Dr Cummins said the Resus area would also be used for simulation training with high fidelity AV equipment used to share learning across the UL Hospital Group, its academic partners at UL and further afield.
“The benefit of this is for those occurrences which are very infrequent but are high risk. Just as in the airline industry people have to train for rare events such as a bird strike, we must prepare for those rare events so that when they do happen, we can respond quickly and efficiently.
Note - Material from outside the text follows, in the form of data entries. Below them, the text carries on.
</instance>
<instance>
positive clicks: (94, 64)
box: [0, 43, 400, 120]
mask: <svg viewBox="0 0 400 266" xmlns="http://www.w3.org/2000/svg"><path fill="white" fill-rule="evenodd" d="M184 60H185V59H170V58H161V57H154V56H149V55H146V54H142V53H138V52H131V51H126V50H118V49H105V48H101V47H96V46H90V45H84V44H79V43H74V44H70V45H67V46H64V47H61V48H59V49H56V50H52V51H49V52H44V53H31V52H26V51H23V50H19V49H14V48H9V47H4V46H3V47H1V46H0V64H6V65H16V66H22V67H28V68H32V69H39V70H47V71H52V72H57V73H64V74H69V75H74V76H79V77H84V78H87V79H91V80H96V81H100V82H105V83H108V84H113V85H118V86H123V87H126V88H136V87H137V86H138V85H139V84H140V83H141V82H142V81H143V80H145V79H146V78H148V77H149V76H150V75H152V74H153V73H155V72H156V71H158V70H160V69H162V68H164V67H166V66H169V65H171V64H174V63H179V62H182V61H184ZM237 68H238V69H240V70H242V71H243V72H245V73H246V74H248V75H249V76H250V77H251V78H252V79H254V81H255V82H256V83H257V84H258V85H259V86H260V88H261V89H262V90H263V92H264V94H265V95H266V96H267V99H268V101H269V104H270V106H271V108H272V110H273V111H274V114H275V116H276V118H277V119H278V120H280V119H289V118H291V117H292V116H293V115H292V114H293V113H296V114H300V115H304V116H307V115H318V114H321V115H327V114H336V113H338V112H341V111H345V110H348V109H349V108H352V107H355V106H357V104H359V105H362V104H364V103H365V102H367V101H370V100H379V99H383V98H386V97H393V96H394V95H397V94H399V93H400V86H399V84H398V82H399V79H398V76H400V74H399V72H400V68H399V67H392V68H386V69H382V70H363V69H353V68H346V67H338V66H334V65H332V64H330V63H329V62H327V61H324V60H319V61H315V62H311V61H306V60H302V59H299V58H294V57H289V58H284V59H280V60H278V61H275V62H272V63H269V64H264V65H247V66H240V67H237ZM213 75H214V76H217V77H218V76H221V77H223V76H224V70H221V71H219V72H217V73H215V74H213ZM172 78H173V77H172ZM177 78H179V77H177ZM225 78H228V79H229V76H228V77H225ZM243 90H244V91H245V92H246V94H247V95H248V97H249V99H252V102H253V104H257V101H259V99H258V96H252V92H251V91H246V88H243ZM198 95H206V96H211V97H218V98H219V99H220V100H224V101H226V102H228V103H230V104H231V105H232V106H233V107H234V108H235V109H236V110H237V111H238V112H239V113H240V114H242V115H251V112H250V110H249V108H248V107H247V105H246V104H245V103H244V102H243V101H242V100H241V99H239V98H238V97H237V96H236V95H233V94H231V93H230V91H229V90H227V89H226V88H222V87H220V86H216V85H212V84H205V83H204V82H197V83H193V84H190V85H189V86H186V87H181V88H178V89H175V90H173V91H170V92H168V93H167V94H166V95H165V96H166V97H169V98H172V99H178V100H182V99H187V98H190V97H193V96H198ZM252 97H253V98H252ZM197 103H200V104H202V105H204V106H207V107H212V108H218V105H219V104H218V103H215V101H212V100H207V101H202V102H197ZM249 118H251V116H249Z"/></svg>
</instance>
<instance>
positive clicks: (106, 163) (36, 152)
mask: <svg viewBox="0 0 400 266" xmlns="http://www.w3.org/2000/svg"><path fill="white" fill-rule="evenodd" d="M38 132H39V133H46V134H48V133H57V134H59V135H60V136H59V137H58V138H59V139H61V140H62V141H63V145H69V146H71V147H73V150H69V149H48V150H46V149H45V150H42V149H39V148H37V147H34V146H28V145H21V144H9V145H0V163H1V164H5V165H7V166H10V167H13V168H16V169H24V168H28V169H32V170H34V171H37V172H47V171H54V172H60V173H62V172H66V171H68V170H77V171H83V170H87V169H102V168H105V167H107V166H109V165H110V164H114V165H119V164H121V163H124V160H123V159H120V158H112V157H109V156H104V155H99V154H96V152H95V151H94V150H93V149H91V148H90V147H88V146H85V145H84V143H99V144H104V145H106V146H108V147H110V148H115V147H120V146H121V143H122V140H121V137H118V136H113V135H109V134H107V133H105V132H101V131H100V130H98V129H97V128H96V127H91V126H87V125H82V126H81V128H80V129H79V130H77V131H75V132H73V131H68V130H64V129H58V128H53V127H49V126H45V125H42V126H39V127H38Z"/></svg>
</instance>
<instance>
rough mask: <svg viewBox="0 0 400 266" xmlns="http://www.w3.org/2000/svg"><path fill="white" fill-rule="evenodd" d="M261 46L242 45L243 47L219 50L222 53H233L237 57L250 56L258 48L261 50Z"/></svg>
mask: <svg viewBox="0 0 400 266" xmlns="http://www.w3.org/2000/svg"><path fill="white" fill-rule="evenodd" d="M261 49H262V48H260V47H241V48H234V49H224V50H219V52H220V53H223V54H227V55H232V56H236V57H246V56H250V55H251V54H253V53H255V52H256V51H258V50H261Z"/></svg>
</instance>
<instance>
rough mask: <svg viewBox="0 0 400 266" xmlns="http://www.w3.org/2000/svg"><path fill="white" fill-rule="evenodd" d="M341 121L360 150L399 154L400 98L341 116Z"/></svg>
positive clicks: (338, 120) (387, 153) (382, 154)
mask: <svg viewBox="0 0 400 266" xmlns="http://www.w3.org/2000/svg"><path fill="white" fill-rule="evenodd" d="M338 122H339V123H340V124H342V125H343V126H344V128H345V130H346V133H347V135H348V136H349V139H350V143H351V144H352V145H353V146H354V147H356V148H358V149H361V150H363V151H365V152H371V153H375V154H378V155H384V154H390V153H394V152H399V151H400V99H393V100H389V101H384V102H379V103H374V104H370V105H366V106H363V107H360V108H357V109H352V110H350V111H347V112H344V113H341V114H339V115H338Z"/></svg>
In our case that could be an emergency surgical airway or a thoracotomy, where we would have to open somebody’s chest to try and stop a bleeding heart from exsanguinating,” said Dr Cummins.
“What we are trying to do is to make sure that, for our doctors, our nurses and our students, that everything is familiar. The simulations involve a manikin rather than a patient but when the patient arrives, the room is familiar, the equipment is the same and we have the benefit of all the learning around crew resource management and situation awareness taken from the simulations. The more we rehearse, the better we work as a team. It is not that the skills are inordinately technically difficult in and of themselves but the team dynamics in the high-risk, high-pressure, rare occurrence can be hard to get right. Simulations will be done every morning and we want people to be so familiar with things that they will be able to do it by rote,” he said.
The concept behind the simulations was “ a world-first”, Dr Cummins said, and would make UHL hugely attractive as a place to come and train.
“For our UL students, this is the highest level of teaching we can provide and it will be multidisciplinary across medicine, nursing and ancillary. We have already had significant interest from North America and Australia now that we have this concept that is going live. We are all hugely excited about it. It will mean a significant improvement in patient outcomes,” said Dr Cummins.